Такие парки, как Бют-Шомон, относили в те времена к разряду «живописных», «картинных», ибо они копировали «натуру», природу. Иные умники говорили, впрочем, что парк этот сошел с картин Пиранези и был приправлен соусом «а-ля Наполеон III», другие грамотно вспоминали Юбера Робера. И те и другие, вздохнув полной грудью, заключали: «Ах!»
Что до вашего покорного слуги, то ему всегда жаль было возвращаться из этого парка в свой помпидушно-башенный XIII округ и так приятно было встретить однажды умницу-горожанина, который почти и не уходил отсюда в последние три четверти века. Думаю, он заслуживает нескольких слов…
Помню, однажды, нагулявшись по парку, я присел на скамейку у озерного берега, где какой-то старик продавал вафли с кремом, и вдруг услышал за спиной американскую речь:
– А вот тут, Фредди, продавали самые вкусные вафли в Париже… Я всегда просил тетю купить мне вафлю, когда мы приходили в парк… Гляди, правда здесь красиво?

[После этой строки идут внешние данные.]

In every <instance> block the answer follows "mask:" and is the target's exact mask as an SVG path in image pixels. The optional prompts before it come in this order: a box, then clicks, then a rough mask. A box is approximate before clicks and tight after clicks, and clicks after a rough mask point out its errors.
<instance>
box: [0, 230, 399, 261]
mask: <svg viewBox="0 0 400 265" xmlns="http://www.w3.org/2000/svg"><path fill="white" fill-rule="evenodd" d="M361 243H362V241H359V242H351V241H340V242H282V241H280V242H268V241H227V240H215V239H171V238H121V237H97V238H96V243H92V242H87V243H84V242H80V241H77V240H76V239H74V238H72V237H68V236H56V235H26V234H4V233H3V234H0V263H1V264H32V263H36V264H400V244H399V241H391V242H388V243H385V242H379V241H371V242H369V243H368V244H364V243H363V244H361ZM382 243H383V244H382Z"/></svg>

Средних лет американец с мальчиком подошли к старику и заказали две вафли.
– Скажите, – обратился к старику американец. – А вот тридцать лет назад кто тут продавал вафли?
– Я и продавал, – ответил старик. – И тридцать лет назад, и сорок, и пятьдесят…
– А шестьдесят? – спросил мальчик с сильным американским акцентом.
– И шестьдесят, и семьдесят, – сказал старик. – Мне было четырнадцать, когда я начал продавать вафли, а теперь мне девяносто один, вот и считай…
Мальчик вытащил из кармана счетную машинку.
– Правда, вкусные вафли? – заискивающе спросил американец у сына.
– Ничего, – сказал мальчик. – Сойдет… Семьдесят четыре года. Не слабо…
Когда они ушли, я подошел к симпатичному старику знакомиться. Его звали Рене Тоньини, и в этом парке прошла чуть не целая его жизнь. К тому времени, как он родился, его отец-итальянец уже торговал тут вафлями лет двадцать.
– Многое тут изменилось? – спросил я.
– Да чему тут меняться? – отозвался старик. – Деревья кое- какие поменялись. Да мальчишки выросли – приводят уже своих детишек, а то и внуков… Вон слышали – аж из Америки привез, хотел его порадовать. Ну, в городе, конечно, больше меняется, а тут не город, тут у меня как на даче. Я тут больше всего и провожу времени, вроде как деревенский житель.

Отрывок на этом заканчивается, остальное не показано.